A glossy paper for non-aqueous ink jet printing in which an ink receiving layer is provided on at least one surface of a base paper,
The non-aqueous ink jet printing is performed by line printing,
The ink receiving layer contains a vinyl chloride polymer (A) having a glass transition temperature of 70 to 90 ° C. of 30% by mass or more of the ink receiving layer, and
The 75 degree specular gloss measured according to JIS P8142 on the surface of the ink receiving layer is 30 to 60%.
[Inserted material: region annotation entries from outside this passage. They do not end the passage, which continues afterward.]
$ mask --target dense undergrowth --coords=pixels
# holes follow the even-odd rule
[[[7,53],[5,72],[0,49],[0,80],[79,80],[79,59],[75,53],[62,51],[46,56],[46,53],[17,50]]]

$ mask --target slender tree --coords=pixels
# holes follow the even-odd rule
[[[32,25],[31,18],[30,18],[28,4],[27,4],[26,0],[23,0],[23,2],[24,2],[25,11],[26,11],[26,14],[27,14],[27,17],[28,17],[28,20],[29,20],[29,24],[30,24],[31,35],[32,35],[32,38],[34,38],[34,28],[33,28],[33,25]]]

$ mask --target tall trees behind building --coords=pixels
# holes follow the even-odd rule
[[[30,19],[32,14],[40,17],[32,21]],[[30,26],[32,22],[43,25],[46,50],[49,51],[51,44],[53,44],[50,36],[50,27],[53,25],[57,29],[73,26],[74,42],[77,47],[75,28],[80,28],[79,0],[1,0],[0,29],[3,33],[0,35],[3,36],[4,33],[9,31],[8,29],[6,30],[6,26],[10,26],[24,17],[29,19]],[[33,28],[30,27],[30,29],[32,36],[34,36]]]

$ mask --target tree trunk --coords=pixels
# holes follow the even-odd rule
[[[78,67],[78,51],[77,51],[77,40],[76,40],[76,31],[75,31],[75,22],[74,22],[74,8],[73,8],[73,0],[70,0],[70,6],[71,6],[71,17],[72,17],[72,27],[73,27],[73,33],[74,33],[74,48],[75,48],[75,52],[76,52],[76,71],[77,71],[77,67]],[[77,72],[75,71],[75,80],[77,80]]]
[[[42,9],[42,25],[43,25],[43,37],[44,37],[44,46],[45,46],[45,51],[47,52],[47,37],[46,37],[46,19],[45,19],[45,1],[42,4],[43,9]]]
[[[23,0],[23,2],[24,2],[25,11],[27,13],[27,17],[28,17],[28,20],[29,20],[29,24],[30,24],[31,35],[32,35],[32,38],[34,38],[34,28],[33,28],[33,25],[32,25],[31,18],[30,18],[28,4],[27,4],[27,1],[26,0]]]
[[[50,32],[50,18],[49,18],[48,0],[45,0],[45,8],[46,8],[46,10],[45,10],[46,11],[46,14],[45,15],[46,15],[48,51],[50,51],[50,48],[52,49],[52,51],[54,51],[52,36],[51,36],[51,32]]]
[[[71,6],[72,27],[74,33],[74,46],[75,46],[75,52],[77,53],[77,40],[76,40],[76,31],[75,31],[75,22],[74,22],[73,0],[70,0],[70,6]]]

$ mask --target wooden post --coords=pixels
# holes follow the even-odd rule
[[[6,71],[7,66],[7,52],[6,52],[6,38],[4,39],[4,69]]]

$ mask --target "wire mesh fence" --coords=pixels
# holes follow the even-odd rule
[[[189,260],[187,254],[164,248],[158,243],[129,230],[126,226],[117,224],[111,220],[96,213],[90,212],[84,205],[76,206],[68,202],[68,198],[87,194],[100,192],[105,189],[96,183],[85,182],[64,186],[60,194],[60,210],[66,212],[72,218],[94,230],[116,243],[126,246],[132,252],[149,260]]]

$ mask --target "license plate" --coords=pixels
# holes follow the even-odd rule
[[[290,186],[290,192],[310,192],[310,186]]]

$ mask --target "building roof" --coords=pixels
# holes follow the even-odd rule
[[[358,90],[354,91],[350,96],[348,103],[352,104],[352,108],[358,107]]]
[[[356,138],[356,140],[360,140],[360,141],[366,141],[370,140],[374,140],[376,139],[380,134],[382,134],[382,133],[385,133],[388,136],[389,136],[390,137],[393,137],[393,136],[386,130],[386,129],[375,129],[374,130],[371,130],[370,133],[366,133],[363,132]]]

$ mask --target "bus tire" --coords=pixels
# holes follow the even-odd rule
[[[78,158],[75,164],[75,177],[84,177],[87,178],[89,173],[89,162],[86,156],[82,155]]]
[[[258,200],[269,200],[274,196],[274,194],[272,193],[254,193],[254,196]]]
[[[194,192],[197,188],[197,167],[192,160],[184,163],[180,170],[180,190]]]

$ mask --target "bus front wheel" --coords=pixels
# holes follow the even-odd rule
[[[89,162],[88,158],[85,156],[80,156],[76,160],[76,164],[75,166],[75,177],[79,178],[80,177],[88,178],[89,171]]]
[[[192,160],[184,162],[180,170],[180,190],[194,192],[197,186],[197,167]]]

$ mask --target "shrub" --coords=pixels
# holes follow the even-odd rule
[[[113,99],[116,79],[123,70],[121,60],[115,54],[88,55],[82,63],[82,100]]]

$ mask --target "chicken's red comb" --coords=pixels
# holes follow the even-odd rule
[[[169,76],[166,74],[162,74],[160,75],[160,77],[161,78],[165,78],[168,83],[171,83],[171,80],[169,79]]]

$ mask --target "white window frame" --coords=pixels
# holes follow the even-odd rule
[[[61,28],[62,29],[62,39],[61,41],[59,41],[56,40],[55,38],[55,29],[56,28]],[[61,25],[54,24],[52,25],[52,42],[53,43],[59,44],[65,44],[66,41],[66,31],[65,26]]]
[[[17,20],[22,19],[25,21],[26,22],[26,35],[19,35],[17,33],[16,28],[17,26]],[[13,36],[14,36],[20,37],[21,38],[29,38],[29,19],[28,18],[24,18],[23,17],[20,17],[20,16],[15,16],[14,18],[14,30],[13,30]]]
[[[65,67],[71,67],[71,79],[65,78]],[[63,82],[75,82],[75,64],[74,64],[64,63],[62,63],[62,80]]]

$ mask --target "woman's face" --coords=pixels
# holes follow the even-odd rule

Glossy paper for non-aqueous ink jet printing characterized by the above.   2. The non-aqueous inkjet printing according to claim 1, wherein the ink receiving layer further contains silica fine particles (C) having an average particle diameter of less than 1 μm in an amount of 30 to 70% by mass of the ink receiving layer. Glossy paper.   The ink receiving layer further comprises a vinyl chloride polymer (B) having a glass transition temperature of 20 to 60 ° C in an amount of 20 to 40% by mass of the ink receiving layer. 2. Glossy paper for non-aqueous ink jet printing according to 2.   An intermediate layer is provided between the base paper and the ink receiving layer, and the intermediate layer includes silica particles having an average particle diameter of 1 μm or more and a water-soluble polymer, and the mass ratio of the intermediate layer to the ink receiving layer is 10 The glossy paper for non-aqueous ink jet printing according to any one of claims 1 to 3, wherein / 90 to 60/40. The base paper has an air resistance measured in accordance with JIS P8177 of 2.0 to 30 seconds, a density measured in accordance with JIS P8118 of 0.60 to 0.80 g / cm ³ , and measured in accordance with JIS P8251. The glossy paper for non-aqueous ink jet printing according to any one of claims 1 to 4, wherein the ash content is 15 to 25%.